In 2007, Rhodes College launched Crossroads to Freedom, a digital archive that features primary resources about Memphis’ history. Specifically, the program focuses on documenting and preserving the history and stories of Memphis neighborhoods, making accessible a wealth of narratives often unsung in broader historiographical efforts.
To accomplish the archive’s goals, in 2013 Rhodes established the Neighborhood History Program in partnership with local organizations First Works of Memphis, the Corners of Highland Heights Shalom Zone, the South Memphis Shalom Zone, KnowledgeQuest, and the Center for Transforming Communities. The program, which invites long-time residents of the Highland Heights and South Memphis areas to share their stories, is an example of how Rhodes and the community can team up to make a difference.
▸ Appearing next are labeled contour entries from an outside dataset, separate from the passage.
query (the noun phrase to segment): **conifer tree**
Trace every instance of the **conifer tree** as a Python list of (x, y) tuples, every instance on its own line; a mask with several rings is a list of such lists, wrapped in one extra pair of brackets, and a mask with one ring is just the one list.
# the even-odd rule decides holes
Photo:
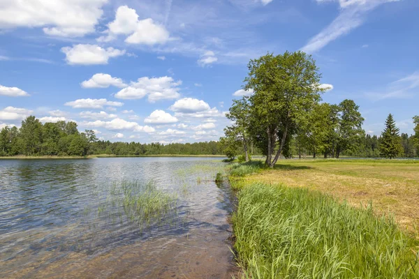
[(390, 159), (397, 157), (403, 153), (403, 146), (399, 136), (399, 129), (396, 127), (396, 123), (391, 114), (385, 120), (385, 128), (381, 133), (380, 144), (380, 155)]

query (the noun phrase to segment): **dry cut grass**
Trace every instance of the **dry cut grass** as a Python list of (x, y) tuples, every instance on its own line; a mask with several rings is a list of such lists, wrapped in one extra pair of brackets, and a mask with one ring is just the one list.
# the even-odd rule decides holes
[(331, 194), (355, 206), (372, 203), (376, 213), (394, 215), (402, 228), (418, 236), (419, 163), (413, 161), (284, 160), (274, 169), (243, 179), (245, 184), (307, 188)]

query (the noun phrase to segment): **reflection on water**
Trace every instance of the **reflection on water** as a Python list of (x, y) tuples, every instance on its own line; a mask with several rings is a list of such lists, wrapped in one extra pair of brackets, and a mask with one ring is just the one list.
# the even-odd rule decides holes
[(223, 166), (0, 161), (0, 278), (231, 278), (233, 195), (213, 182)]

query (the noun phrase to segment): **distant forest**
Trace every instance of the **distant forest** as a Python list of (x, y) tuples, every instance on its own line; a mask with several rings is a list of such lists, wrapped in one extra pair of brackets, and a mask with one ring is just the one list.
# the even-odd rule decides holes
[[(403, 146), (402, 157), (419, 156), (419, 148), (415, 144), (413, 135), (402, 133), (400, 136)], [(362, 140), (351, 149), (342, 152), (343, 156), (380, 157), (378, 146), (381, 136), (364, 135)], [(196, 143), (173, 143), (163, 144), (159, 142), (111, 142), (98, 140), (91, 130), (80, 132), (77, 123), (73, 121), (58, 121), (43, 124), (34, 116), (22, 121), (20, 128), (4, 127), (0, 131), (0, 156), (85, 156), (97, 154), (117, 156), (147, 155), (223, 155), (225, 146), (220, 142)], [(243, 146), (236, 145), (235, 153), (244, 153)], [(312, 156), (314, 149), (308, 144), (301, 144), (297, 137), (292, 139), (291, 150), (293, 156)], [(249, 153), (260, 155), (256, 144), (251, 144)], [(317, 154), (318, 156), (318, 154)]]

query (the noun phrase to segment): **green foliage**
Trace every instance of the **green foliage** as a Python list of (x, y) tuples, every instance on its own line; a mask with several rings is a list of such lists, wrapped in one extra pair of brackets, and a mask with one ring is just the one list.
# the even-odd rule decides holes
[(235, 248), (246, 278), (416, 278), (418, 241), (369, 206), (260, 183), (239, 193)]
[(381, 134), (380, 144), (380, 154), (381, 156), (393, 158), (403, 153), (403, 146), (399, 136), (399, 129), (396, 127), (396, 123), (391, 114), (385, 120), (385, 128)]
[(267, 54), (251, 60), (248, 68), (244, 89), (254, 91), (249, 98), (251, 134), (267, 156), (266, 165), (273, 167), (296, 127), (320, 100), (321, 75), (314, 60), (302, 52)]

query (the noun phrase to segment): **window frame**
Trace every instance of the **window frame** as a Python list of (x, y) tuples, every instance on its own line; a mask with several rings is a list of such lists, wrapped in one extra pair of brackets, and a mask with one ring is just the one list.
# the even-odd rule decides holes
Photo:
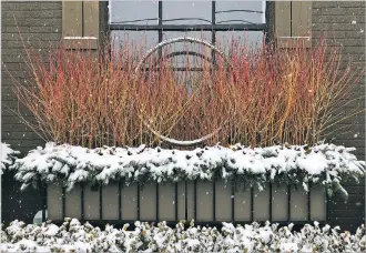
[[(111, 31), (157, 31), (157, 42), (163, 41), (164, 31), (189, 32), (189, 31), (211, 31), (211, 43), (216, 43), (217, 31), (263, 31), (266, 42), (268, 41), (268, 1), (264, 1), (264, 23), (216, 23), (216, 1), (211, 1), (211, 24), (163, 24), (163, 1), (157, 2), (157, 24), (129, 24), (118, 23), (109, 20), (109, 32)], [(110, 1), (106, 2), (110, 11)]]

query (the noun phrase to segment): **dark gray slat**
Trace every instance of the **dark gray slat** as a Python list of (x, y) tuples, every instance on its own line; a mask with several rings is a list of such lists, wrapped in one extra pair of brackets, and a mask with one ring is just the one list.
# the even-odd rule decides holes
[(48, 209), (48, 205), (47, 205), (47, 188), (48, 185), (44, 185), (43, 186), (43, 195), (42, 195), (42, 201), (43, 201), (43, 209), (42, 209), (42, 222), (45, 222), (45, 210)]

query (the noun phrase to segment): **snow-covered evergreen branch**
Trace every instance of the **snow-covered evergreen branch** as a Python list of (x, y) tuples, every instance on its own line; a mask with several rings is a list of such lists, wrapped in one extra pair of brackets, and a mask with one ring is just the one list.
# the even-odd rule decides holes
[(68, 144), (47, 143), (16, 160), (12, 169), (22, 189), (41, 183), (62, 184), (71, 190), (77, 183), (109, 184), (122, 180), (124, 184), (179, 182), (222, 178), (236, 185), (258, 186), (266, 183), (324, 185), (328, 192), (346, 194), (342, 182), (358, 180), (365, 174), (365, 162), (350, 152), (354, 148), (335, 144), (315, 146), (275, 145), (246, 148), (235, 144), (195, 150), (164, 150), (161, 148), (99, 148), (87, 149)]
[(104, 230), (77, 219), (65, 219), (58, 226), (50, 222), (41, 226), (13, 221), (1, 227), (1, 252), (365, 252), (365, 225), (355, 234), (340, 233), (339, 227), (305, 224), (299, 232), (293, 224), (246, 225), (223, 223), (216, 227), (194, 226), (185, 229), (183, 221), (174, 229), (160, 222), (156, 226), (136, 221), (134, 231)]

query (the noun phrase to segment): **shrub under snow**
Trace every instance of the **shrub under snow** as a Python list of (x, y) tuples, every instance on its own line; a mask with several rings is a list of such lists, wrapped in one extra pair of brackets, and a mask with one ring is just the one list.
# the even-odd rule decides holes
[(322, 184), (328, 193), (340, 190), (348, 178), (357, 181), (365, 174), (365, 162), (358, 161), (354, 148), (318, 144), (275, 145), (232, 149), (221, 145), (195, 150), (164, 150), (161, 148), (87, 149), (48, 143), (12, 165), (22, 189), (30, 184), (59, 183), (71, 190), (81, 182), (103, 183), (122, 180), (126, 185), (139, 182), (177, 182), (183, 180), (234, 180), (236, 185), (258, 186), (266, 183), (302, 184), (307, 191), (311, 182)]
[(1, 142), (1, 170), (0, 174), (13, 163), (16, 155), (19, 154), (19, 151), (13, 151), (9, 144)]
[(13, 221), (1, 229), (1, 252), (365, 252), (364, 224), (355, 234), (339, 233), (339, 227), (317, 222), (304, 225), (299, 232), (293, 224), (278, 229), (267, 222), (264, 226), (223, 223), (216, 227), (194, 226), (184, 229), (183, 222), (171, 229), (165, 222), (156, 226), (135, 222), (118, 230), (106, 224), (104, 230), (77, 219), (65, 219), (58, 226), (43, 223), (41, 226)]

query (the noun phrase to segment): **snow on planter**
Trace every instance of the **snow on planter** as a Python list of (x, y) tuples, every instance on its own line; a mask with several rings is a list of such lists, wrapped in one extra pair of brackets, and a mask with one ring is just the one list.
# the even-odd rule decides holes
[(1, 170), (0, 174), (13, 163), (19, 151), (13, 151), (9, 144), (1, 142)]
[(77, 219), (65, 219), (61, 225), (43, 223), (26, 225), (13, 221), (1, 227), (1, 252), (365, 252), (365, 226), (355, 234), (339, 232), (339, 227), (305, 224), (294, 232), (293, 224), (278, 227), (252, 223), (237, 225), (223, 222), (221, 230), (183, 222), (174, 229), (160, 222), (156, 226), (136, 221), (134, 231), (104, 230)]
[(340, 191), (342, 182), (356, 181), (365, 174), (365, 162), (356, 159), (355, 148), (335, 144), (274, 145), (247, 148), (240, 144), (195, 150), (165, 150), (161, 148), (98, 148), (87, 149), (69, 144), (47, 143), (16, 160), (12, 169), (22, 189), (39, 183), (62, 184), (72, 190), (75, 184), (124, 184), (179, 182), (184, 180), (235, 181), (245, 188), (260, 190), (268, 183), (323, 185), (331, 194)]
The Neighborhood History Program, under the direction of Suzanne Bonefas, director of special projects, puts Rhodes students, local high-school students, and an older generation of Memphians into direct dialog with one another. Rhodes serves as a kind of literal “common ground,” where the high-school interns are mentored and trained and where the interviews are held. These interviews include questions both broad and specific, from the Civil Rights movement of the 1960s to general aspects of the interviewees’ work and home lives. The Crossroads to Freedom video archive, which houses the interviews, can be found here.
Gabby Gafford ‘18, a fellow with Crossroads to Freedom, works closely with the high-school interns, who are selected from the neighborhoods they document. The interns are in charge of filming, conducting, and then archiving the interviews. “We guide them, teach them how to set up, how to build rapport, how to maintain the relationships they make with the interviewees, and how to turn the oral interviews into digitally archived pieces,” Gafford explains. “I think the overall goal of the program is to connect the kids to their communities to enrich them; let them know that their communities are important.”
The Neighborhood History Program is set up to be a long-lasting and powerful resource for Memphis history. Promoting inter-generational, inter-racial, and inter-class dialog, the program makes available first-hand accounts from people who have seen and lived through historical events. These include black Memphians who marched for freedom in the 1960s, white Memphians who lived in interracial neighborhoods before and shortly after desegregation, and others from various viewpoints and backgrounds, both young and old.
“The community provides the oral histories, and the opportunities to show these kids how these communities were and how they can be,” Gafford concludes. “I love Crossroads to Freedom. It’s a great program that has enriched my life and the lives of the kids involved.”